The trick to spending time with any animal - whether swimming with whales or getting close to the birds in your garden - is patience. There’s a moment when animals stop viewing you as a threat. It usually doesn’t take very long but all of a sudden, you find yourself almost accepted as part of the environment and as long as you maintain a respectful demeanour, the wildlife can surprise you.

So when we were photographing four Pilot Whales moving quietly ahead of us, we momentarily looked around and one of the pod suddenly appeared from behind and below - an arms-length away - and surfaced right next to us, seemingly undetterred by us being there. 

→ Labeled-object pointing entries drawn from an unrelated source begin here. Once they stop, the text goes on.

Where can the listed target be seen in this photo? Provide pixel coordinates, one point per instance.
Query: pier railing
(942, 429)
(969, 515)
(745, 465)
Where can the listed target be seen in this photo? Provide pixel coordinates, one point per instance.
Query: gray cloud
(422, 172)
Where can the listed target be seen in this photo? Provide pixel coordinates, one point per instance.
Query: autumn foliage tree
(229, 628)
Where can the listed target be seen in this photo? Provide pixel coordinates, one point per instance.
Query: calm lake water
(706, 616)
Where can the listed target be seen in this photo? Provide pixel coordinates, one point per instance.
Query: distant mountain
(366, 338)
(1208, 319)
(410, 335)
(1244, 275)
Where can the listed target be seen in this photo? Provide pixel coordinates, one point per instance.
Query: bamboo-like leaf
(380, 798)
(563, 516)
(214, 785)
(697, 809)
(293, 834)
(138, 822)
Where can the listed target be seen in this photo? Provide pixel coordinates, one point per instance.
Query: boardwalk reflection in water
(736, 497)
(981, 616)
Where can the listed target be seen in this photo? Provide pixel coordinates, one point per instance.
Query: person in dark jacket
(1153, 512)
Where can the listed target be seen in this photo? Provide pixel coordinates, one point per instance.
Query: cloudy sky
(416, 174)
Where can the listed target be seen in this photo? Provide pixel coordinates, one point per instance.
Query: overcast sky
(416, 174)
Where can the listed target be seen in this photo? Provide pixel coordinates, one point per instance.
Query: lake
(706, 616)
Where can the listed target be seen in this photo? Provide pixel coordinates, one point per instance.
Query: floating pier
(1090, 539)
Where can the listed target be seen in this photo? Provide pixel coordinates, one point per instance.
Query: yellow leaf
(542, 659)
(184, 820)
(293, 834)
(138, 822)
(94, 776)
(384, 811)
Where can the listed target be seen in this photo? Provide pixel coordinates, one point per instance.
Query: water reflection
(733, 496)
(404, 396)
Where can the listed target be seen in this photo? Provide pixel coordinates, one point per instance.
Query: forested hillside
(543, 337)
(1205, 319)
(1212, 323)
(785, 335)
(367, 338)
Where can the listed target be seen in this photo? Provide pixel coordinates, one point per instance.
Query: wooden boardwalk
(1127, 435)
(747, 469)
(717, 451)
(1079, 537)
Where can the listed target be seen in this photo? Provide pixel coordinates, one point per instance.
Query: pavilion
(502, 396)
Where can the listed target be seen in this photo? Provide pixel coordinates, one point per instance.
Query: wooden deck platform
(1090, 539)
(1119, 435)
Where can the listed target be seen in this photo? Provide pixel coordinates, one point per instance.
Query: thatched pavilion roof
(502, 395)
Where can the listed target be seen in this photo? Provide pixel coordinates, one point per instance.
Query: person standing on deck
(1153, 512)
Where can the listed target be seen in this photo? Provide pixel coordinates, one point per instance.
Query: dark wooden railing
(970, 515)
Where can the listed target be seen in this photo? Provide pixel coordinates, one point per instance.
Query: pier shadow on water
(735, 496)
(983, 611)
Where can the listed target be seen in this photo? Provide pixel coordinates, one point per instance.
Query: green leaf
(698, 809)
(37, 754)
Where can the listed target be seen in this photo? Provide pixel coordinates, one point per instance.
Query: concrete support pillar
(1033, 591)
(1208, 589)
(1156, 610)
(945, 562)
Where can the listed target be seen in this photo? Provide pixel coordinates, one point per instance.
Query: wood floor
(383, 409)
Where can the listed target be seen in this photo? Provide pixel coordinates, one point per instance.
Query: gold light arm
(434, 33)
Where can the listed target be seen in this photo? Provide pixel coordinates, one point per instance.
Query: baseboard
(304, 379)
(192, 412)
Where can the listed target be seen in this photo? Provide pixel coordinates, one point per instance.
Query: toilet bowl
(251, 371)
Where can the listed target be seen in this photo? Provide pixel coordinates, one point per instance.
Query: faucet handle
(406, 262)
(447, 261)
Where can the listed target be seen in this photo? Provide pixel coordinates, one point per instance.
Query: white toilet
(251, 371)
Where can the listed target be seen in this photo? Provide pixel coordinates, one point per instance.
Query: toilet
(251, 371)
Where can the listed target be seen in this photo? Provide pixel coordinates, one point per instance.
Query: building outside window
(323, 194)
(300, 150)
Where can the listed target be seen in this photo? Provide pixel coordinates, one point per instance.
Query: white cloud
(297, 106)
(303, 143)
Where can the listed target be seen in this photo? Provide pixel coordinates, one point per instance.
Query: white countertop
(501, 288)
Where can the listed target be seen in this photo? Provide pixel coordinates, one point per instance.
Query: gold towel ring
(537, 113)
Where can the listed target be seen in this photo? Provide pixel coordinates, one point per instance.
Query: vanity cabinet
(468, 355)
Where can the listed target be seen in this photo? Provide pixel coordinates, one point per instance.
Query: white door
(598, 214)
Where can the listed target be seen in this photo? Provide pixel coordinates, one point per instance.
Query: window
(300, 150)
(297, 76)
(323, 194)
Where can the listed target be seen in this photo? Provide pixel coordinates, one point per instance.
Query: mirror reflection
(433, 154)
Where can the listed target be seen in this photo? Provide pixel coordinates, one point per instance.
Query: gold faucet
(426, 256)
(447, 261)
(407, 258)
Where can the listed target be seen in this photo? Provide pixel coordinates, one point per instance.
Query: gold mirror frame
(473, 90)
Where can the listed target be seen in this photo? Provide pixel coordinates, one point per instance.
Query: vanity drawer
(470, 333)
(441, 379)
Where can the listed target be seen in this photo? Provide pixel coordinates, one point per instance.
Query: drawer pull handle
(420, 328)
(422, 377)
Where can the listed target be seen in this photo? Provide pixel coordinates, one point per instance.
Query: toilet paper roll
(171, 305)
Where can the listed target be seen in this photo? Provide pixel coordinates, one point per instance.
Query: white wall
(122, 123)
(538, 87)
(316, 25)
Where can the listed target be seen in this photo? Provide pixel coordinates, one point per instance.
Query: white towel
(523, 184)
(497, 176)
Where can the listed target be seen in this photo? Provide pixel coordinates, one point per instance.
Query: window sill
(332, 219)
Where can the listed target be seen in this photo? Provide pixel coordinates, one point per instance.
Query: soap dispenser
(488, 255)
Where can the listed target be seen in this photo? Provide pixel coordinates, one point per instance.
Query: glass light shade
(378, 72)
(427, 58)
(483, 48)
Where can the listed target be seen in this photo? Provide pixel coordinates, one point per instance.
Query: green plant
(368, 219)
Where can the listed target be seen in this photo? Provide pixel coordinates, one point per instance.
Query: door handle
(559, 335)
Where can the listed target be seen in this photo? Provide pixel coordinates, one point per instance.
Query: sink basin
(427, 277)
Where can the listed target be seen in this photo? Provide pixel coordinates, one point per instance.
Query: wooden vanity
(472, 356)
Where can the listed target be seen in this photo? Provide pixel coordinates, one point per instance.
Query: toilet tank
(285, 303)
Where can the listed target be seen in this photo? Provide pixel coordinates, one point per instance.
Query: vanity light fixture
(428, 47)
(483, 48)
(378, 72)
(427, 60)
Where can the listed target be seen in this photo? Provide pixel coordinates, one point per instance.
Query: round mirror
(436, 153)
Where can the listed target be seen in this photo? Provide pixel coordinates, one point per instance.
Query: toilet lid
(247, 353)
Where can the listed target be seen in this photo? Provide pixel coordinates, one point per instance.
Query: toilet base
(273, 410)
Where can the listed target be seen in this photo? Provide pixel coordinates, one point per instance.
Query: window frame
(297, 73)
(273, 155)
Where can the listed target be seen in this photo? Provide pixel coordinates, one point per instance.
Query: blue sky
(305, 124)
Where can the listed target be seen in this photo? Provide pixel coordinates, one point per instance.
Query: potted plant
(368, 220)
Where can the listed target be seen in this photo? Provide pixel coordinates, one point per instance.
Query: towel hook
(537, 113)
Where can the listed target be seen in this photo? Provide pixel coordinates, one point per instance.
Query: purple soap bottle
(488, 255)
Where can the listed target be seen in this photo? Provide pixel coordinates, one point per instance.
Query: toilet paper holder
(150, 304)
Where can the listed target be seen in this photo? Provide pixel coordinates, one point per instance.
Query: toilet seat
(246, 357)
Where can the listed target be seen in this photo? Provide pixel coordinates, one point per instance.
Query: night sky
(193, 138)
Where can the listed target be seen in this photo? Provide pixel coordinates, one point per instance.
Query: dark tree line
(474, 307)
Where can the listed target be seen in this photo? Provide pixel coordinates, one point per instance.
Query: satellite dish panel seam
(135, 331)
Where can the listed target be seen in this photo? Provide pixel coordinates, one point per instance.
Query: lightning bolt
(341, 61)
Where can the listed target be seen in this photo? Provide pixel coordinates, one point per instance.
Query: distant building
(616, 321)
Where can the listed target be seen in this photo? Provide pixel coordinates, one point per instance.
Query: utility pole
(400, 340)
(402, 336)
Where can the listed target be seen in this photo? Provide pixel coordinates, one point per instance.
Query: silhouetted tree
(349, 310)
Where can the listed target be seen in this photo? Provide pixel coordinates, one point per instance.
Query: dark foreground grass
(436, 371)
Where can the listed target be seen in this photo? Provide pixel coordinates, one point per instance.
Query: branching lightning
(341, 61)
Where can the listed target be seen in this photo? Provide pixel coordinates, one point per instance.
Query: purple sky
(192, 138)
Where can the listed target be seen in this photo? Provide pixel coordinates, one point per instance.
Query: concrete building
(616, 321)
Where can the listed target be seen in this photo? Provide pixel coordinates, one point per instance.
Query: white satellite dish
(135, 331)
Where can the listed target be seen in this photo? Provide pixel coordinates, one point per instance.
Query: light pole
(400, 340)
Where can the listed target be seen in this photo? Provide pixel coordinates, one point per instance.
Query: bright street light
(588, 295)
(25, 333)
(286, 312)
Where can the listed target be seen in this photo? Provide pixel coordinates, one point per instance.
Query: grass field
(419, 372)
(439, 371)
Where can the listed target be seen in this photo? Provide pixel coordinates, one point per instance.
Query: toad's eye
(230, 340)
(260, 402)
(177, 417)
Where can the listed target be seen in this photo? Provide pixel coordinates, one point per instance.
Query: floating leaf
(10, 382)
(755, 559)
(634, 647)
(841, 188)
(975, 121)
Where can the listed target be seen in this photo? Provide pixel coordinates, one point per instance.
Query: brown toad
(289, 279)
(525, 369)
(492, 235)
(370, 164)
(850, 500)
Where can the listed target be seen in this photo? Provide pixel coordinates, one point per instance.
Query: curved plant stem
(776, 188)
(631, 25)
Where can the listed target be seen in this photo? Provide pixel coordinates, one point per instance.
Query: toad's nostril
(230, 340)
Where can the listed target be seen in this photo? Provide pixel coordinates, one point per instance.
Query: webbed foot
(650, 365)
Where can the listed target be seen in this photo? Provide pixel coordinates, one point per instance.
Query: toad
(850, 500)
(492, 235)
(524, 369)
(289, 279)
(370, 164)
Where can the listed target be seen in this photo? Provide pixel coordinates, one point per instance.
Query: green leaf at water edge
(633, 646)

A couple of our group dived down to a few metres and rolled in the water. The whales mimiced the movement by spiralling together before turning to take a ‘look’ - and started bombarding us with their scanning sonar.        

These are the privileged moments we yearn for but they are also earnt moments. They are unpredictable. 

The approach to swimming with Humpback Whales is just the same. It’s obvious when there is interest and there is no point in pursuing a group of whales for the sake of a swim. By contrast, when animals seek you out, the experience is nothing short of extraordinary. On another day we had two Humpback Whales curious enough to keep coming back and visiting swimmers in the water, sometimes down to just a few metres.   

When you reach this point and there is a feeling of serenity as the minutes pass and your mind is enveloped by the world around you. For a short while you are in the moment and it’s an intensely and uniquely enjoyable thing.